Landscape Architecture Students Field Studies

Master of Landscape Architecture

Auburn’s Master of Landscape Architecture (MLA) is designed to teach and model emerging real world conditions. The mission of the Master of Landscape Architecture (MLA) degree is to equip students with the tools of landscape architecture and to prepare them to contribute meaningfully to society as designer-citizens. Our curriculum, student work, and faculty research is distinguished by a focus on three areas of landscape practice.

Fieldwork: We believe that landscape education and landscape practice begins outside, in the landscape. But we aren’t tourists. When we’re outside, we’re working. We measure and observe, we experiment when called for, we learn to test our assumptions from the studio against the messy (and sometimes thorny) realities of mud, vines, and stone. We fly drones to make our own maps; we draw to understand what we see.

Landscape Advocacy: We don’t wait for work to find us. We believe in the value of public interest design, and we seek out opportunities to serve communities. Landscape architects engage the public to shape our work to respond to its needs. We help rally communities around issues. We build constituencies and momentum.

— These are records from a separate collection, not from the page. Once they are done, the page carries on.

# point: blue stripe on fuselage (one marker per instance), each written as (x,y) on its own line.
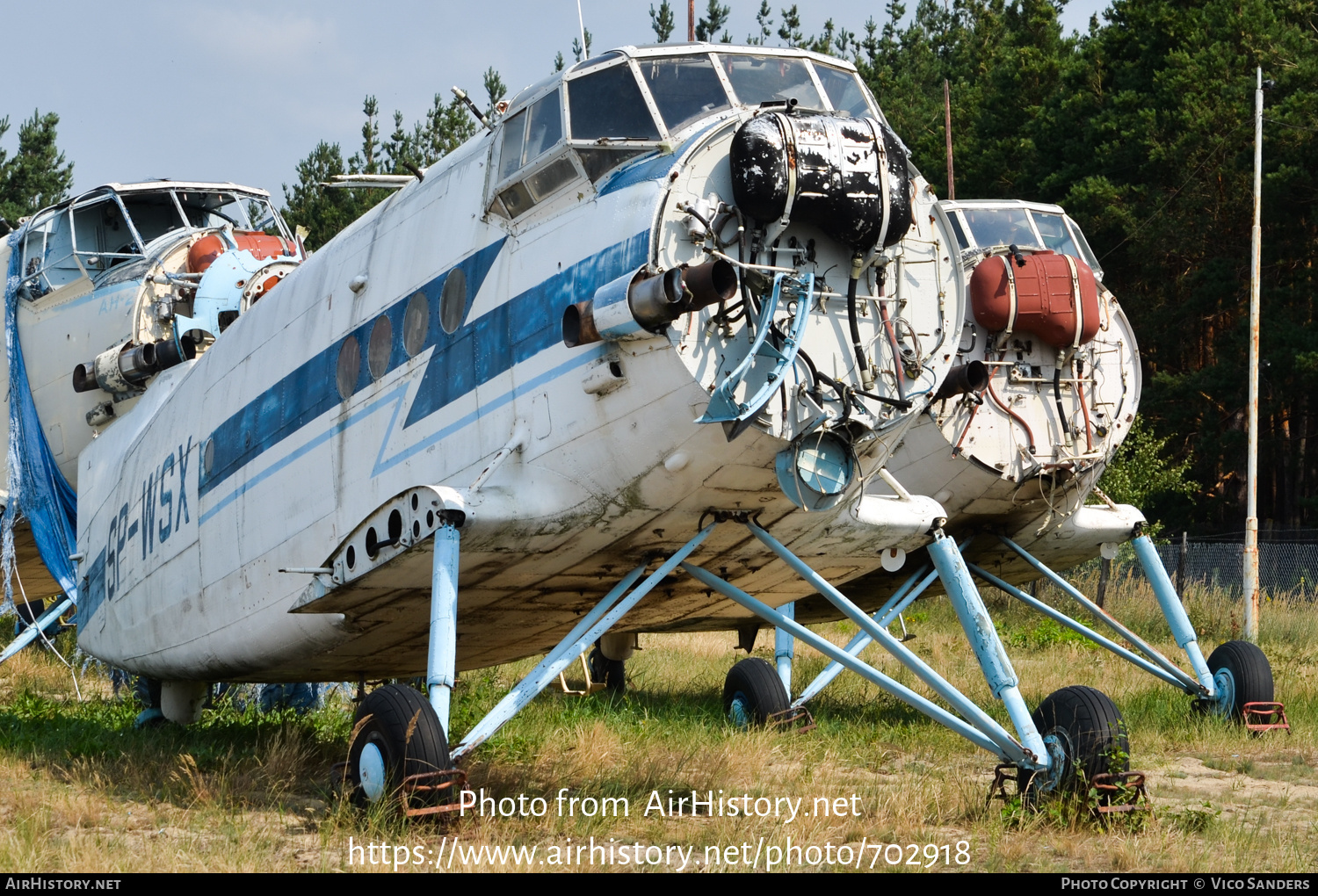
(474,355)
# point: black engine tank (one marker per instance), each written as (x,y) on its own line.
(827,170)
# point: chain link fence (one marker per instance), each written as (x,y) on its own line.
(1288,561)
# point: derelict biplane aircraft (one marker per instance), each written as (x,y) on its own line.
(672,313)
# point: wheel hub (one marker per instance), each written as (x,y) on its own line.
(740,712)
(371,772)
(1222,703)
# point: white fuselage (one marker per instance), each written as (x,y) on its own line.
(248,460)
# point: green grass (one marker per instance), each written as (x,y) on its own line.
(81,788)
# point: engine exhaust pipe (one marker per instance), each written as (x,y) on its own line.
(965,379)
(629,307)
(123,369)
(709,284)
(638,303)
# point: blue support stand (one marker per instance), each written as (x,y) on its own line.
(612,608)
(442,659)
(1175,611)
(785,648)
(983,639)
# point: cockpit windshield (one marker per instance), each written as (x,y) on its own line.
(684,89)
(769,78)
(1001,227)
(844,90)
(1027,228)
(608,105)
(107,228)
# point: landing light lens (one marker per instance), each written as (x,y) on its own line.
(825,466)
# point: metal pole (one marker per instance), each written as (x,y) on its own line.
(946,128)
(1181,563)
(1251,489)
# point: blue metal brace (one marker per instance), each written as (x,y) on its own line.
(901,600)
(442,656)
(785,648)
(1061,618)
(1031,755)
(1188,683)
(724,406)
(34,629)
(585,632)
(999,743)
(1173,611)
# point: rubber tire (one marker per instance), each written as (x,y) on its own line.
(392,709)
(1249,669)
(1090,729)
(612,674)
(757,683)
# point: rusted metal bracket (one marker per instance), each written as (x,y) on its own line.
(1264,716)
(430,787)
(1120,792)
(998,790)
(590,685)
(793,717)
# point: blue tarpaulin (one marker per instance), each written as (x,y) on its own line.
(39,492)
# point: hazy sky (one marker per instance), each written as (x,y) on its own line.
(242,90)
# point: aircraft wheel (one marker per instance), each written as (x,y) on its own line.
(612,674)
(1242,675)
(753,692)
(397,734)
(1089,734)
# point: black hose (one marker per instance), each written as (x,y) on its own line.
(862,365)
(893,337)
(1057,397)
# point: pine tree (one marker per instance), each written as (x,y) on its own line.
(716,16)
(791,31)
(662,21)
(764,21)
(39,174)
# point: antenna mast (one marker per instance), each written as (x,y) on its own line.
(582,25)
(1249,574)
(946,126)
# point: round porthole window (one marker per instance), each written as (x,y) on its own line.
(350,368)
(453,303)
(416,323)
(380,347)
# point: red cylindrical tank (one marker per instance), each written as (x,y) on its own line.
(1051,297)
(211,247)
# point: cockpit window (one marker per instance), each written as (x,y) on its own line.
(214,210)
(1001,227)
(153,213)
(530,134)
(1052,228)
(596,61)
(764,79)
(545,126)
(102,235)
(684,89)
(514,139)
(844,90)
(608,105)
(1085,252)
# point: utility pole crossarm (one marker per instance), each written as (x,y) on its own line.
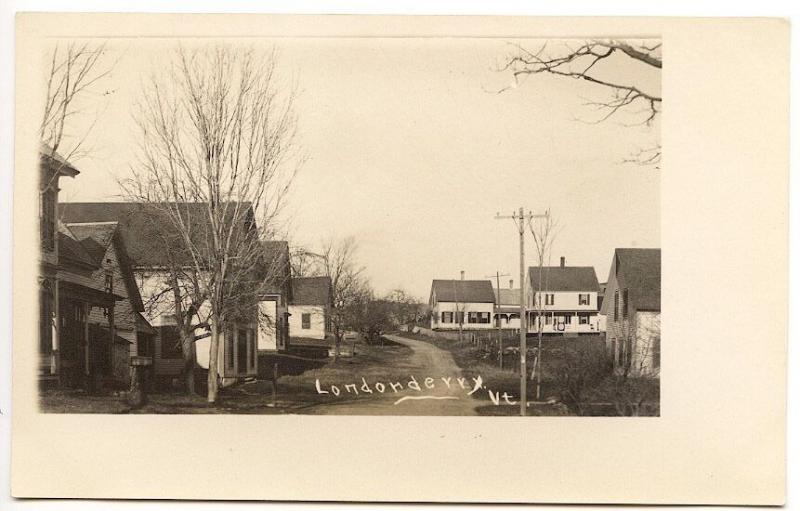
(521,219)
(497,275)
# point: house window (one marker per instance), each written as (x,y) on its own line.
(48,220)
(628,353)
(230,349)
(251,344)
(625,304)
(656,352)
(242,350)
(45,321)
(170,342)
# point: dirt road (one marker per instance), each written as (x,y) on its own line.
(442,388)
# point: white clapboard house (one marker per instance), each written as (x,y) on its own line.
(563,299)
(632,307)
(462,304)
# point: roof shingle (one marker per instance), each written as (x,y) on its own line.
(472,291)
(311,290)
(639,270)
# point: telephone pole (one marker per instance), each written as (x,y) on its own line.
(497,275)
(520,218)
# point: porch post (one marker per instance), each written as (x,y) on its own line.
(87,369)
(56,341)
(112,335)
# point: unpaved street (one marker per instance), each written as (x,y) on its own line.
(447,396)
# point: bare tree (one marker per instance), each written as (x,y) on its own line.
(594,61)
(178,294)
(544,229)
(216,130)
(73,74)
(347,286)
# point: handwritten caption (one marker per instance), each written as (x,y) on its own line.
(457,388)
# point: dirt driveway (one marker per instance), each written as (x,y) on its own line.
(443,390)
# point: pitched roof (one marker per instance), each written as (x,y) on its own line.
(472,291)
(507,296)
(311,290)
(276,265)
(55,161)
(639,270)
(563,278)
(72,251)
(96,237)
(149,235)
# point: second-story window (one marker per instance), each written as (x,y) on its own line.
(48,220)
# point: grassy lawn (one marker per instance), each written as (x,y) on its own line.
(601,394)
(296,391)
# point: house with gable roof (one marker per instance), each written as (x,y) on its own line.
(507,313)
(310,308)
(461,304)
(632,306)
(273,332)
(563,299)
(69,293)
(130,334)
(155,248)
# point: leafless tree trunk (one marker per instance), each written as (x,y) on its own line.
(593,62)
(73,72)
(544,231)
(216,131)
(347,283)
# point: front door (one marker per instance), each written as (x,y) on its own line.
(72,342)
(242,351)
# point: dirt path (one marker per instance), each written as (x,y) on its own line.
(440,390)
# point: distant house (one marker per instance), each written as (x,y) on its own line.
(153,244)
(632,307)
(69,294)
(566,297)
(129,330)
(461,304)
(507,312)
(273,332)
(310,306)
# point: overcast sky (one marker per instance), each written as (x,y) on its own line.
(411,151)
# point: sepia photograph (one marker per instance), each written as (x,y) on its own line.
(398,258)
(338,226)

Design Research: We utilize design as a method for engaging situations and places that stretch us — particularly those places where landscape architecture is needed, but landscape architects haven’t yet gotten involved. Some design is client-driven. Design research is question-driven, which means not only that we work in service of questions, but also that we work on questions. We subject our own motives and means to design investigation. The rich, complex, and messy issues that we focus on require this kind of study: as we jump in, we have to make sure that we are asking the questions that matter.

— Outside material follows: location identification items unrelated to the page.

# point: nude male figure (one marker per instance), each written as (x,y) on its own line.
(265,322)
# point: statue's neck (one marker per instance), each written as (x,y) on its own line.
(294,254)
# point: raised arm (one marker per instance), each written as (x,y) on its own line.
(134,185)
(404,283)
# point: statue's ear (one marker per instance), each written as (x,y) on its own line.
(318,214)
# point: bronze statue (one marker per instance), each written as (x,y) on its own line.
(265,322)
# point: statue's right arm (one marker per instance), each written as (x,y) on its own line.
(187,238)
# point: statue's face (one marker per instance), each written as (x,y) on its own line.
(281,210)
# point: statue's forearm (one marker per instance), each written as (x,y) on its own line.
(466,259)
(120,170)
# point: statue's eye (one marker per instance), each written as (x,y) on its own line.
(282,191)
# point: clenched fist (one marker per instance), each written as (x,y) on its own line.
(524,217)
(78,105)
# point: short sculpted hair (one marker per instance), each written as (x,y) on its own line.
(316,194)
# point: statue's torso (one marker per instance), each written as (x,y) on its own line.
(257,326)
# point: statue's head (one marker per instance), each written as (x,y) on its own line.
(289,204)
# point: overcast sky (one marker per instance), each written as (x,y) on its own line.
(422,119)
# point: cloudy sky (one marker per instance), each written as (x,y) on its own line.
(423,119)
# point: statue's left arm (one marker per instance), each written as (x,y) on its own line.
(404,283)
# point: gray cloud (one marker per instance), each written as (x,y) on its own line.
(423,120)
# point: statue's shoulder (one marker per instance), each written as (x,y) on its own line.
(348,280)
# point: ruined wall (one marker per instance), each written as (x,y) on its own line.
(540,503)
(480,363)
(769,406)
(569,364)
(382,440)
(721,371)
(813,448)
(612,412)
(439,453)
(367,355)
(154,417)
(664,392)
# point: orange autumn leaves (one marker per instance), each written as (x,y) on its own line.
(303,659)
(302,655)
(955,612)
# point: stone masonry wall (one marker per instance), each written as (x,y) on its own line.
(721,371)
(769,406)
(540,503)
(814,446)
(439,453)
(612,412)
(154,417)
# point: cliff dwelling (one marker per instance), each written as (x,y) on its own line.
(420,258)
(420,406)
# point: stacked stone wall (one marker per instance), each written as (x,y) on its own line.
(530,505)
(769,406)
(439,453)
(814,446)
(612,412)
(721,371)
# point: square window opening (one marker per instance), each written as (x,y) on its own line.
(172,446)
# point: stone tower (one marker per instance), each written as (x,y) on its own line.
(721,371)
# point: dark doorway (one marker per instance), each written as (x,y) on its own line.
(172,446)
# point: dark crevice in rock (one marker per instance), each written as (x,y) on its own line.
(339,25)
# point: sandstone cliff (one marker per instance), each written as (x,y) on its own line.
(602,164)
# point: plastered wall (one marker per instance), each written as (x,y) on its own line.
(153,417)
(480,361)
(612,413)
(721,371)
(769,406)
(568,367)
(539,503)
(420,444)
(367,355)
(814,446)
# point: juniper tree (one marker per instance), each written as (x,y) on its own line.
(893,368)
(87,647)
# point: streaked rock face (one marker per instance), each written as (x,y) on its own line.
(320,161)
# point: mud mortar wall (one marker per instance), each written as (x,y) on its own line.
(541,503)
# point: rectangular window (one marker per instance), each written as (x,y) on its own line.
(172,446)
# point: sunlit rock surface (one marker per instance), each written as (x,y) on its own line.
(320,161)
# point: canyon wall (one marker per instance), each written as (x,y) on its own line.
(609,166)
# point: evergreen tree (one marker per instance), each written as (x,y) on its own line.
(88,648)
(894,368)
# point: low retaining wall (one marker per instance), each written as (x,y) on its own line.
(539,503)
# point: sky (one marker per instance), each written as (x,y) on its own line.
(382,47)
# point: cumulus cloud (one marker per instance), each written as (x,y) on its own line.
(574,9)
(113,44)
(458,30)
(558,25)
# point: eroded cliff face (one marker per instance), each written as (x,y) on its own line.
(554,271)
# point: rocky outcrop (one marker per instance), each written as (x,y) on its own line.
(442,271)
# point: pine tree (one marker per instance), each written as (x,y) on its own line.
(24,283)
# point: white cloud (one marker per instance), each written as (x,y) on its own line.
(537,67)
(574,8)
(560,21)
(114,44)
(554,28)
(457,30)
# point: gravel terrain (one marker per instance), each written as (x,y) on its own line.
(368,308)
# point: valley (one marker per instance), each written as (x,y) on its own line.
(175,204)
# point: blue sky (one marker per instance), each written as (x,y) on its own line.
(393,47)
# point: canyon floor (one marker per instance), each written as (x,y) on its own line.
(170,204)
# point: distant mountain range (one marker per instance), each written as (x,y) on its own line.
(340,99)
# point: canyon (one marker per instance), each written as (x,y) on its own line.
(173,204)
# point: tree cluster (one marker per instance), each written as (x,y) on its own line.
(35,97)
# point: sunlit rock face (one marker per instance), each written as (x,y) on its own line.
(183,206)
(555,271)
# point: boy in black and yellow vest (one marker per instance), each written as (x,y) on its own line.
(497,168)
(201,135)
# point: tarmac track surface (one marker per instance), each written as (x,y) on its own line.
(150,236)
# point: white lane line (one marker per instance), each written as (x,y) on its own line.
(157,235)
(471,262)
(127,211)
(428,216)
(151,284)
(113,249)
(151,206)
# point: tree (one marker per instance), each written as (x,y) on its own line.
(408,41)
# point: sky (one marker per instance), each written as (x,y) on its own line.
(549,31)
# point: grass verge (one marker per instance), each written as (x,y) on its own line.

Fieldwork, landscape advocacy, and design research permeate our curriculum, culminating in the Alabama Lab, which students typically work with in their final two semesters.


Public Accreditation Information

The Master of Landscape Architecture program at Auburn University is accredited by the Landscape Architectural Accreditation Board of the American Society of Landscape Architects. It was first accredited in 2003, and is the only accredited program in the state of Alabama.